First, we note that $S(x)$ is a periodic function with the period $1$, so we can consider only $x\in[0;1]$.

Next, we construct the function $\displaystyle g(z)=\frac{2\pi i}{e^{2\pi iz}-1}\,\frac{e^{2\pi ixz}}{1+(2\pi z)^2}$ and it integrate in the complex plane along the circle with the radius $R\to\infty$.

On the one hand, for $x\in [0;1]$ the integral along the circle $\to0$, as $R\to\infty$.

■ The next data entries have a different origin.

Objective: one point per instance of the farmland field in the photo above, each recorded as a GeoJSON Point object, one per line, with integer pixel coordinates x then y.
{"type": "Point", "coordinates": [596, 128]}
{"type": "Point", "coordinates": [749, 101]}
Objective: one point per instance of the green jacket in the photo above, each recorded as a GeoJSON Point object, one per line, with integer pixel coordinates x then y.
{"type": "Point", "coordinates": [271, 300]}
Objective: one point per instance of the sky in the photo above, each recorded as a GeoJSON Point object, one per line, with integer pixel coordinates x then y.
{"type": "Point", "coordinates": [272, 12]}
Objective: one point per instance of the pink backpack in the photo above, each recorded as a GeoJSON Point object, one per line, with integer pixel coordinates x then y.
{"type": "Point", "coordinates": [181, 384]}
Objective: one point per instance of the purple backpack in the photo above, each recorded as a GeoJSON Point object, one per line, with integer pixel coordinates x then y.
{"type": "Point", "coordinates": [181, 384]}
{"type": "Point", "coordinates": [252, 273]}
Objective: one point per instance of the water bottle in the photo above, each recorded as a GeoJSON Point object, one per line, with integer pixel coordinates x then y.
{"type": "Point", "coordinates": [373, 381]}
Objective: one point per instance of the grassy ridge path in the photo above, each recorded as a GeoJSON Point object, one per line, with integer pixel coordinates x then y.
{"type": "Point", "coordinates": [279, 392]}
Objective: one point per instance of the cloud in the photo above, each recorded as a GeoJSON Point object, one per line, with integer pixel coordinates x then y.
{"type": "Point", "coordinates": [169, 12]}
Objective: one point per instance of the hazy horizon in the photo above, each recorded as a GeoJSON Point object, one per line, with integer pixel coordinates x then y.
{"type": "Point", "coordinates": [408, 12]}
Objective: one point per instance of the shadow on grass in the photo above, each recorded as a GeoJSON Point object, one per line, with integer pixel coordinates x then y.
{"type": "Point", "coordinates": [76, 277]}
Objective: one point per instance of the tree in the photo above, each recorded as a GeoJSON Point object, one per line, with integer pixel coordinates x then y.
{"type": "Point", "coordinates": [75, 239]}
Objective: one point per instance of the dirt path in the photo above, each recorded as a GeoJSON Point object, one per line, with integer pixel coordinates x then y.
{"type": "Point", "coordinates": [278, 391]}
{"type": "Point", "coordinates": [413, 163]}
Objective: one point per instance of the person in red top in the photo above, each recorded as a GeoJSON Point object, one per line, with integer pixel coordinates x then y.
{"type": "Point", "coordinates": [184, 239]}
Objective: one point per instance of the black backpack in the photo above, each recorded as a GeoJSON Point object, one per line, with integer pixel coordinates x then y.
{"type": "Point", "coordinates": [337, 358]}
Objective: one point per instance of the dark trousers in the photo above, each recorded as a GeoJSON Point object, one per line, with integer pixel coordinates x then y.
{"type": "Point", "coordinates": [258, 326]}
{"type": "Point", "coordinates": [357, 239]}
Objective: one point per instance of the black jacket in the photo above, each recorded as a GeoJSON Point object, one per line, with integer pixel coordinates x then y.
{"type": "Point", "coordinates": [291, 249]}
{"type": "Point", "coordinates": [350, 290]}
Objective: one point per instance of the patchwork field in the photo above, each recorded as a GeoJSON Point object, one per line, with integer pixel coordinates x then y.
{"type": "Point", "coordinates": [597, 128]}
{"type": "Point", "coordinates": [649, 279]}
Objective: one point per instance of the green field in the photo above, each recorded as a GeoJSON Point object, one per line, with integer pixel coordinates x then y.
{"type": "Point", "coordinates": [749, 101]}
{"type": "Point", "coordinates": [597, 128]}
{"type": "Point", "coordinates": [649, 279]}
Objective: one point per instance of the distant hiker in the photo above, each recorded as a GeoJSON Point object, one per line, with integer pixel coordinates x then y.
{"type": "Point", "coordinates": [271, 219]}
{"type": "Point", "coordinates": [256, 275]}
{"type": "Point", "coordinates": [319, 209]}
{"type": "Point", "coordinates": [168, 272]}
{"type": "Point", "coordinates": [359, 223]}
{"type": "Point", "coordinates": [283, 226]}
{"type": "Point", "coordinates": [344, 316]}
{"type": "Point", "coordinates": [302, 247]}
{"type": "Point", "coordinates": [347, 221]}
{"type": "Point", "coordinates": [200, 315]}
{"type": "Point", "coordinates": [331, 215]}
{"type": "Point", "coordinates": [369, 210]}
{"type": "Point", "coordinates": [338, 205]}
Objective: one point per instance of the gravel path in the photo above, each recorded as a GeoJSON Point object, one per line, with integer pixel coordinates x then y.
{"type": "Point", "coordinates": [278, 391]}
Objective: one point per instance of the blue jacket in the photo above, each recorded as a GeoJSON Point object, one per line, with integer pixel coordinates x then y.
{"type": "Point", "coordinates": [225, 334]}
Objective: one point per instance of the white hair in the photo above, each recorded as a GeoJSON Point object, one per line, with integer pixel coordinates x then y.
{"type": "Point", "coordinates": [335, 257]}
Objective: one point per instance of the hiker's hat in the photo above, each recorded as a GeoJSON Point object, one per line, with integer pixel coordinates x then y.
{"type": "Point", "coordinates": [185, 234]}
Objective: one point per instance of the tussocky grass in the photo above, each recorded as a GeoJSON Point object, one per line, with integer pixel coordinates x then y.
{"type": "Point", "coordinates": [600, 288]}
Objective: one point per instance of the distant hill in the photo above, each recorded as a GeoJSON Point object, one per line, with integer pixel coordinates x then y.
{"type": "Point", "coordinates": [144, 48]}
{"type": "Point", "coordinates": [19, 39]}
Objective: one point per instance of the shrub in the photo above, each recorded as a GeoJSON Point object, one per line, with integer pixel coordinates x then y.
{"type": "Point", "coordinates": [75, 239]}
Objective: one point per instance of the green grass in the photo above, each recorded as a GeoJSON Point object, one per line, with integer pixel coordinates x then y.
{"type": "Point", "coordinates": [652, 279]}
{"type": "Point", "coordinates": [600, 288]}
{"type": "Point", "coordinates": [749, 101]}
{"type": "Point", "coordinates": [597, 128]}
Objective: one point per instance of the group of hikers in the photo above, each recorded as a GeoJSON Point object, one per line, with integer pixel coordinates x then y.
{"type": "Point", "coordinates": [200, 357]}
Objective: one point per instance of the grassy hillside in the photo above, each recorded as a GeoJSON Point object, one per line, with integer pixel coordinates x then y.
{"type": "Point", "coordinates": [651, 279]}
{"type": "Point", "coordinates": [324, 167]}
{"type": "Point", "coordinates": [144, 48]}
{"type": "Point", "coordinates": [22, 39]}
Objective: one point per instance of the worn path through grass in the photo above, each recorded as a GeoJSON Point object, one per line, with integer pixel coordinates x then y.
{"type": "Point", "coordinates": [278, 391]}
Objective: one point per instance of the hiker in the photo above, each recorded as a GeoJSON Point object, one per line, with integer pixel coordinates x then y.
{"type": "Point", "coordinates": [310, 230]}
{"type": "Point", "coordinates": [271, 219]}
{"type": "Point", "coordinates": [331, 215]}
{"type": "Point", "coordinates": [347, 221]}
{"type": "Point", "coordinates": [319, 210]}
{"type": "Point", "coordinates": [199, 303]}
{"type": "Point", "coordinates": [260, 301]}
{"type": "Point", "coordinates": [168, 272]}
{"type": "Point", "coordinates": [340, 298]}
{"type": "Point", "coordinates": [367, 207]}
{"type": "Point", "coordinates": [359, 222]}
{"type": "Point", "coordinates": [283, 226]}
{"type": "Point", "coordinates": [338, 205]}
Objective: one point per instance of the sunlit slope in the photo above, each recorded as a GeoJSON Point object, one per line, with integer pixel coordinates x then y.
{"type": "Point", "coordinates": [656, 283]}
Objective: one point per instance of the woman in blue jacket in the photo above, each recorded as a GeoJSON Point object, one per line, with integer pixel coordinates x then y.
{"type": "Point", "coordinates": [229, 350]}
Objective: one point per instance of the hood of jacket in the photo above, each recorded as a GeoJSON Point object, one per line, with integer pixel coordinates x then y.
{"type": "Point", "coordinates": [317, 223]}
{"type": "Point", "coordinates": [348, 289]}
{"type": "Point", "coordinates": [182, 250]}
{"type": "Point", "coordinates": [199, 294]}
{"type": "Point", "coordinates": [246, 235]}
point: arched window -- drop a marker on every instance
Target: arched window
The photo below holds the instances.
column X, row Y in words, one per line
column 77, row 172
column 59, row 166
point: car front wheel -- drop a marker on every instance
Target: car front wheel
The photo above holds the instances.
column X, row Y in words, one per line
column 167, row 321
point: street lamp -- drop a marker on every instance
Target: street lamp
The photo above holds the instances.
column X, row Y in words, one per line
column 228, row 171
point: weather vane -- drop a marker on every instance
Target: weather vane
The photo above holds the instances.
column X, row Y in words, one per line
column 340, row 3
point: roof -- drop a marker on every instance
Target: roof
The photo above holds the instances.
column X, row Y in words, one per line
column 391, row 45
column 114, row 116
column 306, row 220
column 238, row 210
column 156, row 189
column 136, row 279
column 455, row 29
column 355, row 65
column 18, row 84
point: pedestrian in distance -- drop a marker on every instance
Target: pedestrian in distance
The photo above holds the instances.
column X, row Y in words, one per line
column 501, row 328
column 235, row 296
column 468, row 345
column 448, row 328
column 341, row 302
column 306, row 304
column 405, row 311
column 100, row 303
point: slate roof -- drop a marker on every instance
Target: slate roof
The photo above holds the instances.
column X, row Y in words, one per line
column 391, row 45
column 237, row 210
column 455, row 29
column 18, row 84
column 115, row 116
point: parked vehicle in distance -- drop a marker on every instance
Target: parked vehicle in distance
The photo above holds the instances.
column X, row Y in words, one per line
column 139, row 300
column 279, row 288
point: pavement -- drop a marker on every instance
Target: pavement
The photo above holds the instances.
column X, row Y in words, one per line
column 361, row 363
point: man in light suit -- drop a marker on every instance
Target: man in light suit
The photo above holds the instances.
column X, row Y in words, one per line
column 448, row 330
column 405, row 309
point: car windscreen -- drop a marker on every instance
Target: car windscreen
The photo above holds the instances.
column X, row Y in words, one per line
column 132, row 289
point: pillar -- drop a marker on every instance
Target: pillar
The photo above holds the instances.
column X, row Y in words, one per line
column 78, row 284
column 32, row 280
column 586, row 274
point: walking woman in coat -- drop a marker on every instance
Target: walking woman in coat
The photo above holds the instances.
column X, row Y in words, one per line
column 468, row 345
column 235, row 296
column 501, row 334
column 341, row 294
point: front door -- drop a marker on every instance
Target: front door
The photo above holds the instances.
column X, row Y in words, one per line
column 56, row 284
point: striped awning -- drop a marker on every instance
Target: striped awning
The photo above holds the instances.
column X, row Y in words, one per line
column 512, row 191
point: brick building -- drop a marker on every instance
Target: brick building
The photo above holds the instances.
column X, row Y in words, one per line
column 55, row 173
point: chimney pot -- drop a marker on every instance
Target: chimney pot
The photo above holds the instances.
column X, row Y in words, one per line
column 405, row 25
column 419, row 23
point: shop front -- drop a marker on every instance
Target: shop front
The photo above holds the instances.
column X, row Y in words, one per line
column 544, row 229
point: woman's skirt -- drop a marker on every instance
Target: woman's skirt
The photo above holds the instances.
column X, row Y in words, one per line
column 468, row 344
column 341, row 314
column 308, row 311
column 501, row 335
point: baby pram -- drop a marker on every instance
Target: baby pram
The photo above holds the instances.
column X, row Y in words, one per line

On the other hand, $$\oint g(z)dz=\frac{i}{2\pi}\oint_{C_R}\frac{1}{e^{2\pi iz}-1}\,\frac{e^{2\pi ixz}}{(z+\frac i{2\pi})(z-\frac i{2\pi})}dz=2\pi i\sum Res \,g(z)$$ $$=2\pi i\left(S(x)+\frac i{2\pi}\frac{e^{- x}}{e^{-1}-1}\frac{2\pi}{2i}-\frac i{2\pi}\frac{e^{ x}}{e^{1}-1}\frac{2\pi}{2i}\right)=0$$ $$\Rightarrow\,S(x)=\frac12\left(\frac{e^{ x-\frac12}}{e^\frac12-e^{-\frac12}}-\frac{e^{- x+\frac12}}{e^{-\frac12}-e^\frac12}\right)=\frac{\cosh(x-\frac12)}{2\sinh\frac12}$$

Answer 2

given the series $$\sum_{n=-\infty}^{\infty} \frac{e^{2\pi i n x}}{1+(\pi n)^2}$$ we can immediately turn this into the cosine series (since the sine terms cancel each other out):

$$\sum_{n=-\infty}^{\infty} \frac{\cos({2\pi n x})}{1+(\pi n)^2}$$ now since cos is even: $$1+2\sum_{n=1}^{\infty} \frac{\cos({2\pi n x})}{1+(\pi n)^2}$$

now using the fourier series of cosh(ax), we can evaluate this to be: $$\frac{\cosh(2x-1)}{\sinh(1)}$$

for x $\in (0,1)$

in case anyone is reading this, I'm wondering about the sine series: $\sum_{n=1}^{\infty}\frac {sin(2\pi n x)}{(a^2+n^2)}$ and what it evaluates to.